Thursday 21 July 2011

Hope

I am in a nightmare. I live in a time of sorrow, in a time of tears. Watching hopelessly as my world is destroyed and pulled apart from the very seams. I look at the past and smile, and then I look at the present and sigh, looking at the future I can only weep, for I see darkness. I sense fear, I can smell it and I watch it fuel the darkness as it grows, slowly consuming my world. I hear the earth grumble as it swells with the bodies of wasted lives. I try to block my ears from the wails and laments made by the souls of our fathers as they watch their children bring down the house they built. I can only watch again hopelessly as pieces of a catastrophic puzzle are put together slowly, it is now almost complete. I look on, like an audience watching the climax of a badly written play afraid to watch as the actors bring the play to a disastrous end.

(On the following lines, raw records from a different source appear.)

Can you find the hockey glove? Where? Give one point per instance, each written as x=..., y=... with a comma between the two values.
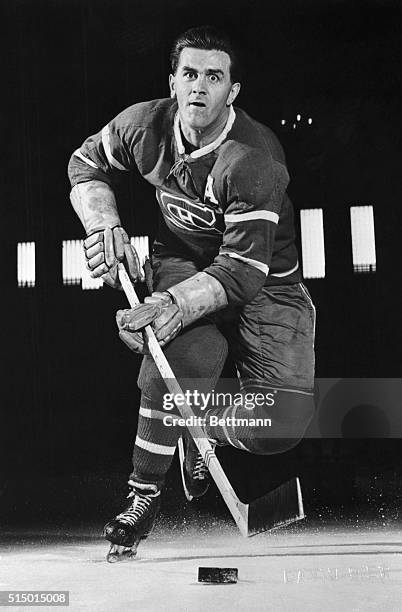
x=172, y=310
x=159, y=311
x=104, y=249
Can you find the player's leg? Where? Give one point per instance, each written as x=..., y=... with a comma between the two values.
x=196, y=356
x=274, y=350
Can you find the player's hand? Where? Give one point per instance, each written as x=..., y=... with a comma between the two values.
x=160, y=311
x=103, y=251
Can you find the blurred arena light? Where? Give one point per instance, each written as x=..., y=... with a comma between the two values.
x=312, y=239
x=74, y=268
x=72, y=261
x=363, y=238
x=26, y=264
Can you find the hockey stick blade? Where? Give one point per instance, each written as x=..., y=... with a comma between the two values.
x=278, y=508
x=275, y=509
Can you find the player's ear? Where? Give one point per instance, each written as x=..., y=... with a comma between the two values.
x=233, y=94
x=171, y=86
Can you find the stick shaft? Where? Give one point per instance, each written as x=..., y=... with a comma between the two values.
x=238, y=509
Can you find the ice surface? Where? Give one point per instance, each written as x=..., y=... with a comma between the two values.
x=304, y=567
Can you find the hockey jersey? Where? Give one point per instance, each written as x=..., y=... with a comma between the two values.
x=224, y=206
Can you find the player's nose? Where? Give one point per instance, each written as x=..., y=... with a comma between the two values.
x=200, y=84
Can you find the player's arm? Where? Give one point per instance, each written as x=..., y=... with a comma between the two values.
x=91, y=171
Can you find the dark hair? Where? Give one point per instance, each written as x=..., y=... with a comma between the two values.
x=208, y=38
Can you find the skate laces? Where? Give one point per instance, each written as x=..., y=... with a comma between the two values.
x=200, y=470
x=139, y=506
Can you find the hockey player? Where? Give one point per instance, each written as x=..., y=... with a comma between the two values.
x=225, y=268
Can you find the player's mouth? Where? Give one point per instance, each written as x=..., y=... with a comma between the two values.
x=197, y=104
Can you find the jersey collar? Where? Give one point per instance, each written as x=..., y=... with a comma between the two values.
x=209, y=147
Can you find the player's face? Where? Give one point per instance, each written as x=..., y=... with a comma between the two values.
x=203, y=88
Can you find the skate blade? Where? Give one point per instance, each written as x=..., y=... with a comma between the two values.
x=120, y=553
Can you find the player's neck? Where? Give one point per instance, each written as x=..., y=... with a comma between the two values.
x=201, y=138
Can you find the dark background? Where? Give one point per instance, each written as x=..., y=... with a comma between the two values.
x=69, y=397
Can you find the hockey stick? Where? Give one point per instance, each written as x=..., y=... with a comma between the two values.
x=277, y=508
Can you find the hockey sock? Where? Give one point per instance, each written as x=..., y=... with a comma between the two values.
x=155, y=444
x=263, y=430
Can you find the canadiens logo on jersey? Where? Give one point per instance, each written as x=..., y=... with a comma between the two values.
x=193, y=215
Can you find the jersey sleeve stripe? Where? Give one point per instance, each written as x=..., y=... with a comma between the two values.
x=251, y=262
x=152, y=414
x=287, y=273
x=82, y=157
x=106, y=145
x=267, y=215
x=151, y=447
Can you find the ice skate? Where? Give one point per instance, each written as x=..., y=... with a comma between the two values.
x=194, y=473
x=134, y=524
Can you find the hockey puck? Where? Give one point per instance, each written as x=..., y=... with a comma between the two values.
x=218, y=575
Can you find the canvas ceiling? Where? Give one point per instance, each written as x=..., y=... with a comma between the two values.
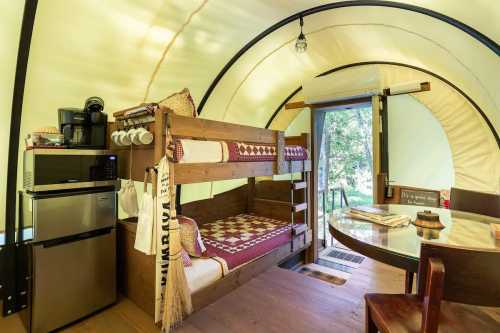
x=110, y=48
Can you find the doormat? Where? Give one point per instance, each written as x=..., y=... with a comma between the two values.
x=324, y=273
x=342, y=256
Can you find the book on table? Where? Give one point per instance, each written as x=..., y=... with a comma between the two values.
x=378, y=215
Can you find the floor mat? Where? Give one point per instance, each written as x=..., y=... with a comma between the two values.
x=341, y=256
x=324, y=273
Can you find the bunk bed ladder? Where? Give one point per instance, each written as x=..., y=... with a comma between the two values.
x=295, y=208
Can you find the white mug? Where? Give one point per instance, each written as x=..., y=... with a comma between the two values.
x=123, y=138
x=144, y=136
x=131, y=134
x=114, y=138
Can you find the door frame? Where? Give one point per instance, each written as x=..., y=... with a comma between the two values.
x=316, y=132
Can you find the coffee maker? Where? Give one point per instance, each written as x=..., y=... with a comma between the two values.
x=84, y=128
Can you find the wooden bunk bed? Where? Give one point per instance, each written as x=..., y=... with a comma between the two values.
x=202, y=129
x=277, y=200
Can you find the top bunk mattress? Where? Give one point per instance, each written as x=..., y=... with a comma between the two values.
x=242, y=238
x=198, y=151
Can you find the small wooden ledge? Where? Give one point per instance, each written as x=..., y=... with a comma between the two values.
x=299, y=185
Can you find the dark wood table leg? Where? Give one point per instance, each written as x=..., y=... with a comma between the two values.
x=409, y=282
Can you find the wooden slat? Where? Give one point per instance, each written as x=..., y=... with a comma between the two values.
x=280, y=149
x=218, y=130
x=296, y=105
x=299, y=185
x=300, y=207
x=273, y=202
x=142, y=158
x=205, y=172
x=222, y=205
x=295, y=166
x=302, y=140
x=275, y=209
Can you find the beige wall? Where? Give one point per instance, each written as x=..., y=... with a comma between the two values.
x=10, y=27
x=419, y=153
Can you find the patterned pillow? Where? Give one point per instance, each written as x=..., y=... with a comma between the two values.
x=180, y=103
x=191, y=237
x=186, y=259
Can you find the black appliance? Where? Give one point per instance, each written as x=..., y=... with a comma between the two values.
x=84, y=128
x=65, y=169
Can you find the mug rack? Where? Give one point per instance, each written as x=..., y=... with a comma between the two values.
x=139, y=116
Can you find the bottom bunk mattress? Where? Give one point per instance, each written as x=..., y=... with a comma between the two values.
x=242, y=238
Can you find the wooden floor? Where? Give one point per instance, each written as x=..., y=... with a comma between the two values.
x=276, y=301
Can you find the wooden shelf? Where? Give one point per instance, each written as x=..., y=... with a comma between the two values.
x=299, y=185
x=300, y=207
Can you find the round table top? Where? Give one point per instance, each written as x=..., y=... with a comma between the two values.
x=461, y=229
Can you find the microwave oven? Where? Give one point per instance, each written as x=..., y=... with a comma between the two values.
x=64, y=169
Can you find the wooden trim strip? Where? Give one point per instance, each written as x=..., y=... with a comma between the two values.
x=217, y=130
x=204, y=172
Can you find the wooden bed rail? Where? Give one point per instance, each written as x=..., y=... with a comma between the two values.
x=204, y=129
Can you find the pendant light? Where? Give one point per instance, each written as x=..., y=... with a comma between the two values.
x=301, y=42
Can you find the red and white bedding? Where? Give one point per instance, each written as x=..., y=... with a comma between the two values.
x=198, y=151
x=242, y=238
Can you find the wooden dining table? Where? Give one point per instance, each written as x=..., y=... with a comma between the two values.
x=400, y=246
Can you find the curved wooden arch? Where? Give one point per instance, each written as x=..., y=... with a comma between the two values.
x=423, y=70
x=483, y=39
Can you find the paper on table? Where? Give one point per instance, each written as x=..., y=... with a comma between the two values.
x=397, y=221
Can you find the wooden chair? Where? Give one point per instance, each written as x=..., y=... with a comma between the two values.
x=452, y=283
x=475, y=202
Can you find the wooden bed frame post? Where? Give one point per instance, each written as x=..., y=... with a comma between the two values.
x=312, y=251
x=160, y=123
x=280, y=158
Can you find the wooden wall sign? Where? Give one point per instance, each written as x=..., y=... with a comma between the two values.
x=418, y=197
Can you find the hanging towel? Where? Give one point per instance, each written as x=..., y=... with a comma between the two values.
x=173, y=298
x=127, y=194
x=145, y=237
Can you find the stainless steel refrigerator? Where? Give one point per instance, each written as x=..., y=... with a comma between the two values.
x=73, y=255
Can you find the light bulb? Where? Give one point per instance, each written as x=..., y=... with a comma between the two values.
x=301, y=43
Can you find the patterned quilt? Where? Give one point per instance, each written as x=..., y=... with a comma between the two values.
x=242, y=238
x=199, y=151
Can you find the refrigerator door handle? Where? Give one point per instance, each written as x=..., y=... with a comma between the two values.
x=75, y=238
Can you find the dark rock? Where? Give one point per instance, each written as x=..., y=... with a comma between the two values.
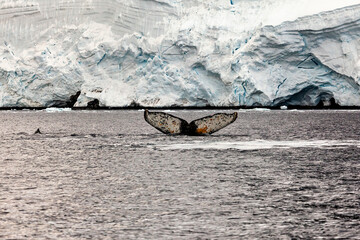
x=94, y=104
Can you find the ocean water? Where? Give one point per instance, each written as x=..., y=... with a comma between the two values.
x=110, y=175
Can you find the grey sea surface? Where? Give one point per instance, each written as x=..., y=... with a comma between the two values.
x=110, y=175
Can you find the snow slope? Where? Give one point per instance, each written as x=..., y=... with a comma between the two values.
x=179, y=53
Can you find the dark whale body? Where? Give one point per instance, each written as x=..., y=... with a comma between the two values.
x=169, y=124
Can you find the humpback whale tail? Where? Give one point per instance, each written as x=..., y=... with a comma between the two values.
x=169, y=124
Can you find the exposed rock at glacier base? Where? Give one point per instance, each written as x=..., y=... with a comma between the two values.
x=177, y=55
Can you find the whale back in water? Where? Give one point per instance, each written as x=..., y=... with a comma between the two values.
x=169, y=124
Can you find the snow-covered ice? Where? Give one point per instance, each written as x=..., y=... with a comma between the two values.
x=179, y=53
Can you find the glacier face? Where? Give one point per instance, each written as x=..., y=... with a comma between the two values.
x=178, y=53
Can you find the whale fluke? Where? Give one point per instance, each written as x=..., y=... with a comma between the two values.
x=169, y=124
x=37, y=131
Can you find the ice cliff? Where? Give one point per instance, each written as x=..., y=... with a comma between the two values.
x=179, y=53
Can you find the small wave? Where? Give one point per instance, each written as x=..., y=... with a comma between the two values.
x=58, y=110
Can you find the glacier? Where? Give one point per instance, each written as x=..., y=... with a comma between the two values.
x=178, y=53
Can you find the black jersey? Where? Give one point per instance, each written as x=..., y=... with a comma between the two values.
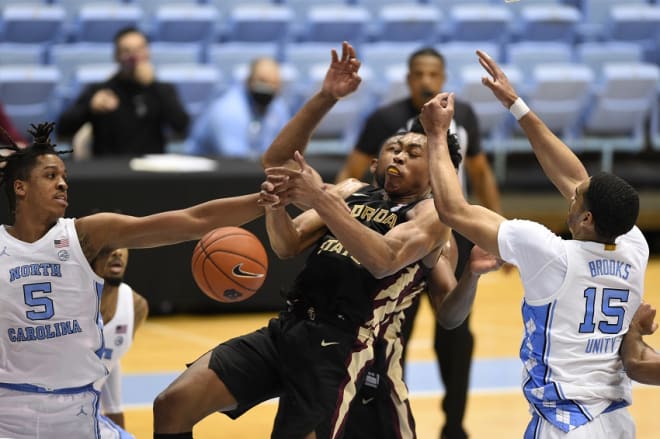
x=334, y=282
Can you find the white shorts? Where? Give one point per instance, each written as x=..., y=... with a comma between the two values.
x=31, y=415
x=617, y=424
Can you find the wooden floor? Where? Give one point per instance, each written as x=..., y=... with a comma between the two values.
x=165, y=344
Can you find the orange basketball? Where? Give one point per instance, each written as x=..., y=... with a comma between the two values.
x=229, y=264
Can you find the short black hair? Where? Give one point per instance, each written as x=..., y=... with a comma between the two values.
x=613, y=203
x=425, y=51
x=414, y=125
x=19, y=162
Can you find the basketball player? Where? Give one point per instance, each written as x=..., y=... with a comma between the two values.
x=314, y=354
x=580, y=294
x=53, y=343
x=641, y=361
x=123, y=311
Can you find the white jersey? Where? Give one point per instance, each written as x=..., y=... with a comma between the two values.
x=118, y=336
x=574, y=326
x=50, y=298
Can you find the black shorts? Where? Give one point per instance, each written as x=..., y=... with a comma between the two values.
x=303, y=362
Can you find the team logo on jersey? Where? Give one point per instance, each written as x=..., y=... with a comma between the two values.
x=61, y=243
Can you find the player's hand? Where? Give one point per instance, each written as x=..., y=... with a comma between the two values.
x=643, y=319
x=144, y=72
x=302, y=187
x=437, y=114
x=482, y=262
x=498, y=82
x=104, y=101
x=342, y=77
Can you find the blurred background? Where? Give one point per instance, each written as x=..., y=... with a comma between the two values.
x=588, y=67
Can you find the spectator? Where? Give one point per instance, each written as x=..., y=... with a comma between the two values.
x=131, y=112
x=123, y=311
x=426, y=77
x=245, y=119
x=7, y=125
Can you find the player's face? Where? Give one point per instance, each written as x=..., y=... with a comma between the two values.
x=425, y=79
x=402, y=168
x=112, y=265
x=577, y=209
x=46, y=188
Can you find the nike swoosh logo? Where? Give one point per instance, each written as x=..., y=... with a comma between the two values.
x=238, y=271
x=328, y=343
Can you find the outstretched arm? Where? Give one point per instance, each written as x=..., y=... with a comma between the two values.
x=559, y=163
x=341, y=79
x=478, y=224
x=641, y=361
x=452, y=305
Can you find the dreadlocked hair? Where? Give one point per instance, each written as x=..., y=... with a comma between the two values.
x=16, y=163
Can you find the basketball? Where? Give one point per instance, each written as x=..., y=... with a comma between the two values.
x=229, y=264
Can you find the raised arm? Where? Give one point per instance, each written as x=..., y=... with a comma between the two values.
x=341, y=79
x=418, y=238
x=559, y=163
x=641, y=361
x=478, y=224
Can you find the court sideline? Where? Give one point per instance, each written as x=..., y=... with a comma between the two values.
x=496, y=406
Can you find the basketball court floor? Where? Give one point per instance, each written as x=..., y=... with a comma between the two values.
x=496, y=408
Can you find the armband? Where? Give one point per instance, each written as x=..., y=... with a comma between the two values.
x=519, y=108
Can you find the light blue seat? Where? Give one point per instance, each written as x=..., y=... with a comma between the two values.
x=226, y=56
x=479, y=22
x=596, y=16
x=637, y=23
x=459, y=54
x=21, y=53
x=596, y=54
x=28, y=93
x=408, y=22
x=32, y=23
x=184, y=23
x=196, y=84
x=68, y=57
x=99, y=22
x=344, y=120
x=526, y=55
x=259, y=22
x=619, y=108
x=336, y=23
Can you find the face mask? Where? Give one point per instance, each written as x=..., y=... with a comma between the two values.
x=262, y=94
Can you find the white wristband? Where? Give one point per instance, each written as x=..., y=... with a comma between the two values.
x=519, y=108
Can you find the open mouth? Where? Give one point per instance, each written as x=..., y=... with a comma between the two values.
x=392, y=170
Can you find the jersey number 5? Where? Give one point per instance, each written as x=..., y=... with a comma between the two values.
x=610, y=306
x=44, y=305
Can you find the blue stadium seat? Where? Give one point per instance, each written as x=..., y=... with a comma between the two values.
x=619, y=108
x=21, y=53
x=408, y=22
x=636, y=23
x=479, y=22
x=32, y=23
x=259, y=22
x=99, y=22
x=337, y=22
x=548, y=23
x=196, y=84
x=28, y=93
x=595, y=54
x=184, y=23
x=226, y=56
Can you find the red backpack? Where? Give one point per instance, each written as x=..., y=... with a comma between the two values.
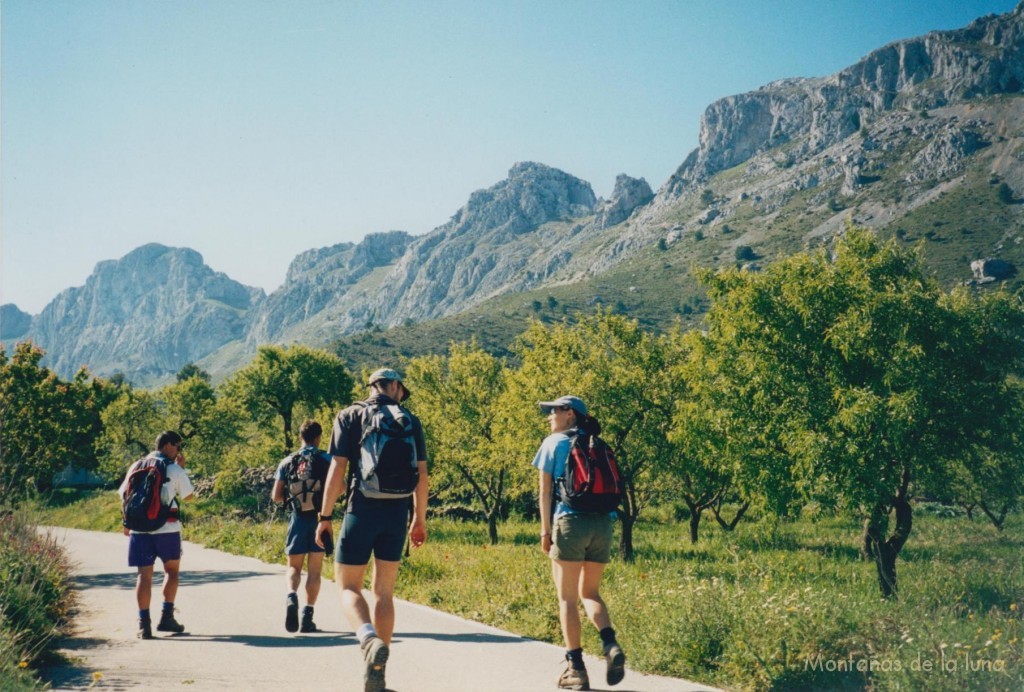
x=141, y=509
x=592, y=481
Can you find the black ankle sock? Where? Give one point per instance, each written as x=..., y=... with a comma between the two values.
x=576, y=657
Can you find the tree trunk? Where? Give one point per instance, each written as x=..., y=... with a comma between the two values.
x=886, y=552
x=997, y=521
x=288, y=431
x=868, y=539
x=695, y=512
x=626, y=539
x=493, y=524
x=628, y=515
x=728, y=525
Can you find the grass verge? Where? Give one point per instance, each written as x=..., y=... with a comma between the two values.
x=35, y=600
x=773, y=605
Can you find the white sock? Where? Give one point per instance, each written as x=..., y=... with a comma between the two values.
x=366, y=632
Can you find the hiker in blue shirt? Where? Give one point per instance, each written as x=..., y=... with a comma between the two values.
x=579, y=545
x=299, y=481
x=164, y=542
x=388, y=471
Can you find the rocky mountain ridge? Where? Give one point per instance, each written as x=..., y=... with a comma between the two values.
x=776, y=169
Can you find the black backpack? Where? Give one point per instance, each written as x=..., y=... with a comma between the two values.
x=387, y=467
x=592, y=481
x=141, y=509
x=304, y=490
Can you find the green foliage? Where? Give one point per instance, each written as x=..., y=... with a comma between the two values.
x=131, y=424
x=616, y=369
x=460, y=400
x=281, y=379
x=47, y=423
x=35, y=599
x=845, y=380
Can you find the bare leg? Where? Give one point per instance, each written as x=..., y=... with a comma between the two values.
x=171, y=568
x=143, y=588
x=590, y=582
x=295, y=570
x=385, y=575
x=349, y=577
x=567, y=577
x=314, y=563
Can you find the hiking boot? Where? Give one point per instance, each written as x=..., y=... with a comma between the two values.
x=615, y=657
x=573, y=679
x=292, y=613
x=307, y=621
x=168, y=623
x=375, y=653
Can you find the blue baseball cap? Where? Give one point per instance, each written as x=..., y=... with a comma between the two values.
x=389, y=375
x=573, y=402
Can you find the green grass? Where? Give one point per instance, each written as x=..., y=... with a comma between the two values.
x=35, y=600
x=773, y=605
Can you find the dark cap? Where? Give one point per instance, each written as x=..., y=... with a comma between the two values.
x=388, y=375
x=573, y=402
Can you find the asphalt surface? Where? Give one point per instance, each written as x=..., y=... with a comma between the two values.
x=233, y=607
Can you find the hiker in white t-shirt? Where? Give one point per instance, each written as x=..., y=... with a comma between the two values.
x=164, y=542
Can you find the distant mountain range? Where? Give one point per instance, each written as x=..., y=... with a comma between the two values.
x=923, y=138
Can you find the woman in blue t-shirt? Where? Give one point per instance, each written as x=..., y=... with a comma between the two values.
x=580, y=547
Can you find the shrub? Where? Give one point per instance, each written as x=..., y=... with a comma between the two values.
x=35, y=599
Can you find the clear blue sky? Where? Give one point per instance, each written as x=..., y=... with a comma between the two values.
x=252, y=130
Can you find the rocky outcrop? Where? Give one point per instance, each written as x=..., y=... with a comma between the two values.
x=317, y=284
x=145, y=314
x=486, y=248
x=991, y=269
x=626, y=197
x=943, y=156
x=928, y=72
x=14, y=322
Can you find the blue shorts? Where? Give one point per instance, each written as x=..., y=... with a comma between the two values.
x=143, y=549
x=373, y=526
x=302, y=534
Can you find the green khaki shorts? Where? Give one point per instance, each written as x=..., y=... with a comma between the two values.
x=582, y=537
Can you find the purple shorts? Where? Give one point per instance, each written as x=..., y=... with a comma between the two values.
x=143, y=549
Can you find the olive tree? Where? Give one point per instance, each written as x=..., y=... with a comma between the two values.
x=281, y=379
x=853, y=379
x=620, y=371
x=458, y=399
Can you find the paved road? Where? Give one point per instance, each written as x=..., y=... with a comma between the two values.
x=232, y=608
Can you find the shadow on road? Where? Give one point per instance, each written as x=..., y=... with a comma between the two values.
x=271, y=641
x=127, y=579
x=469, y=637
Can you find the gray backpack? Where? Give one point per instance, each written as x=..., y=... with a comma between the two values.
x=388, y=466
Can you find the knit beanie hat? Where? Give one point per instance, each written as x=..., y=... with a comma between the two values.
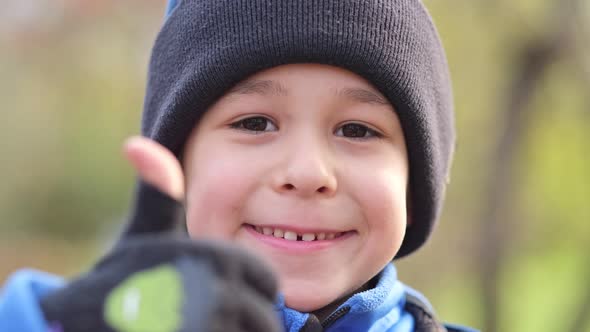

I try to wake up, but I am trapped in this dreadful nightmare. However amidst all these, amidst the pain, I dream of a dying hope, a faint glimmer of light. Even in this nightmare, there is a chance for change. I could change this dream, so that I could wake up to a better reality. A reality filled with peace and understanding. A place promising genuine truth and understanding. Where there are unlimited possibilities and opportunities. But for this to come through, I must keep on dreaming, keep on hoping. Hope might be dying, but it isn’t lost yet.